Tight Auditing of Differentially Private Machine Learning

Auditing mechanisms for differential privacy use probabilistic means to empirically estimate the privacy level of an algorithm. For private machine learning, existing auditing mechanisms are tight: the empirical privacy estimate (nearly) matches the algorithm's provable privacy guarantee. But these auditing techniques suffer from two limitations. First, they only give tight estimates under implausible worst-case assumptions (e.g., a fully adversarial dataset). Second, they require thousands or millions of training runs to produce non-trivial statistical estimates of the privacy leakage. This work addresses both issues. We design an improved auditing scheme that yields tight privacy estimates for natural (not adversarially crafted) datasets -- if the adversary can see all model updates during training. Prior auditing works rely on the same assumption, which is permitted under the standard differential privacy threat model. This threat model is also applicable, e.g., in federated learning settings.
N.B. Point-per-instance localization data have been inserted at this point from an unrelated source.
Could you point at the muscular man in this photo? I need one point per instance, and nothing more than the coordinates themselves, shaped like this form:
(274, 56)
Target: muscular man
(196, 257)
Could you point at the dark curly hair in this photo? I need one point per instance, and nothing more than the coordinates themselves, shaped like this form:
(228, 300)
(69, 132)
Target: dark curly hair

Moreover, our auditing scheme requires only two training runs (instead of thousands) to produce tight privacy estimates, by adapting recent advances in tight composition theorems for differential privacy. We demonstrate the utility of our improved auditing schemes by surfacing implementation bugs in private machine learning code that eluded prior auditing techniques.

The Privacy Onion Effect: Memorization is Relative

Machine learning models trained on private datasets have been shown to leak their private data. While recent work has found that the average data point is rarely leaked, the outlier samples are frequently subject to memorization and, consequently, privacy leakage. We demonstrate and analyse an Onion Effect of memorization: removing the "layer" of outlier points that are most vulnerable to a privacy attack exposes a new layer of previously-safe points to the same attack. We perform several experiments to study this effect, and understand why it occurs. The existence of this effect has various consequences. For example, it suggests that proposals to defend against memorization without training with rigorous privacy guarantees are unlikely to be effective. Further, it suggests that privacy-enhancing technologies such as machine unlearning could actually harm the privacy of other users.

Debugging Differential Privacy: A Case Study for Privacy Auditing

Differential Privacy can provide provable privacy guarantees for training data in machine learning. However, the presence of proofs does not preclude the presence of errors. Inspired by recent advances in auditing which have been used for estimating lower bounds on differentially private algorithms, here we show that auditing can also be used to find flaws in (purportedly) differentially private schemes. In this case study, we audit a recent open source implementation of a differentially private deep learning algorithm and find, with 99.99999999% confidence, that the implementation does not satisfy the claimed differential privacy guarantee.